A federal gas-tax holiday would trim 18.4 cents from each gallon of gasoline, about $2.76 on a 15-gallon fill-up, while shifting the bill onto the Highway Trust Fund that pays for roads and public transit. At a national average of about $4.52 a gallon, the promised relief is real but narrow, and it would last only as long as Congress agreed to keep the tax off the books.
President Donald Trump said in a phone interview with CBS News that he wants to suspend the federal gasoline tax “for a period of time” and then let it “phase back in” when prices fall. The idea immediately turned into a test of whether Washington is willing to trade a few cents of pump relief for a loss of federal revenue. Because the gas tax is collected to help fund the Highway Trust Fund, any suspension would require congressional approval and would force lawmakers to decide how to replace the money.
The pressure point is obvious at the pump. AAA data put the national average price of regular gasoline at about $4.52 a gallon on May 11 and May 12, 2026, after CBS reported prices had risen more than 50% since the start of the Iran war.

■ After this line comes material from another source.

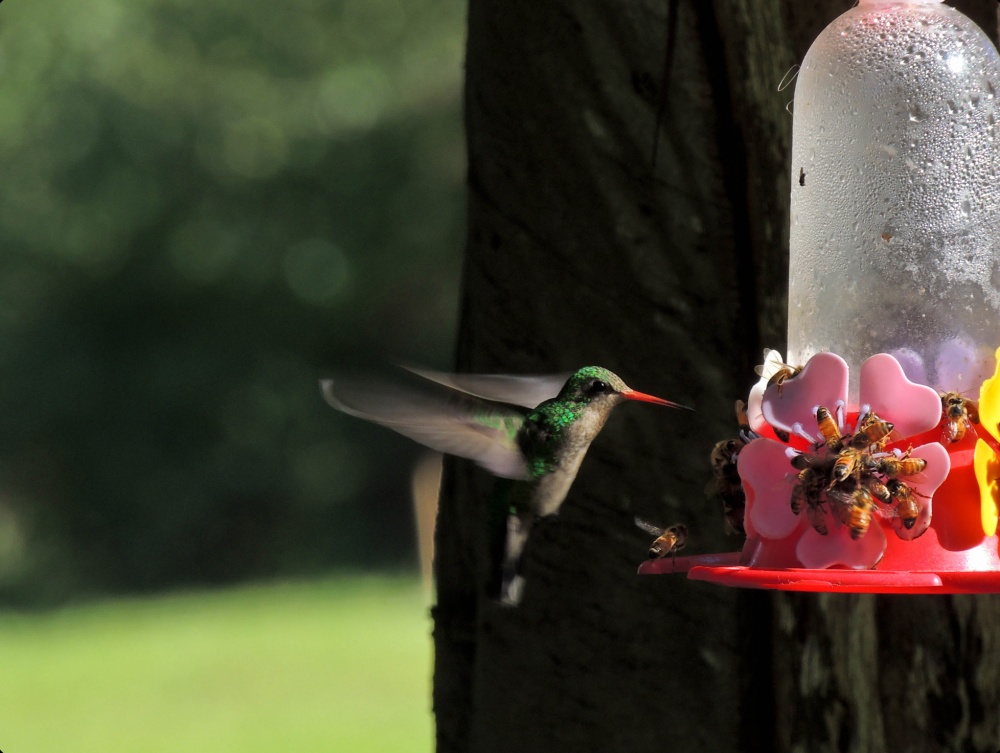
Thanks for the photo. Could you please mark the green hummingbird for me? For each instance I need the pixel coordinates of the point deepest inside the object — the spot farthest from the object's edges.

Trump’s argument is that families need breathing room as fuel costs climb. The harder question is whether oil-market volatility would erase much of the benefit before drivers noticed it.
Sen. Josh Hawley of Missouri quickly embraced the idea, saying he would introduce the Gas Tax Suspension Act. His bill would pause the 18.4-cent federal gasoline tax for 90 days and give the president the option to extend it for another 90 days if economic conditions warrant. Hawley’s office said the proposal would also suspend the 24.4-cent federal diesel tax for 90 days, a move that would matter for freight costs as well as household budgets.

The politics of a gas-tax holiday are familiar. On June 22, 2022, President Joe Biden asked Congress to suspend federal gasoline and diesel taxes for three months, from July through September, arguing that families needed relief while promising to protect the Highway Trust Fund. Congress never enacted the request, and critics said the savings would be modest while highway funding would take the hit.
The debate reaches back even further. During the 2008 presidential campaign, John McCain proposed suspending the federal gas tax, and Barack Obama called it a bad idea. That history still frames the current fight: the policy is easy to announce, but the savings are small, the funding loss is immediate, and the gasoline market can swallow the benefit almost as fast as Washington promises it.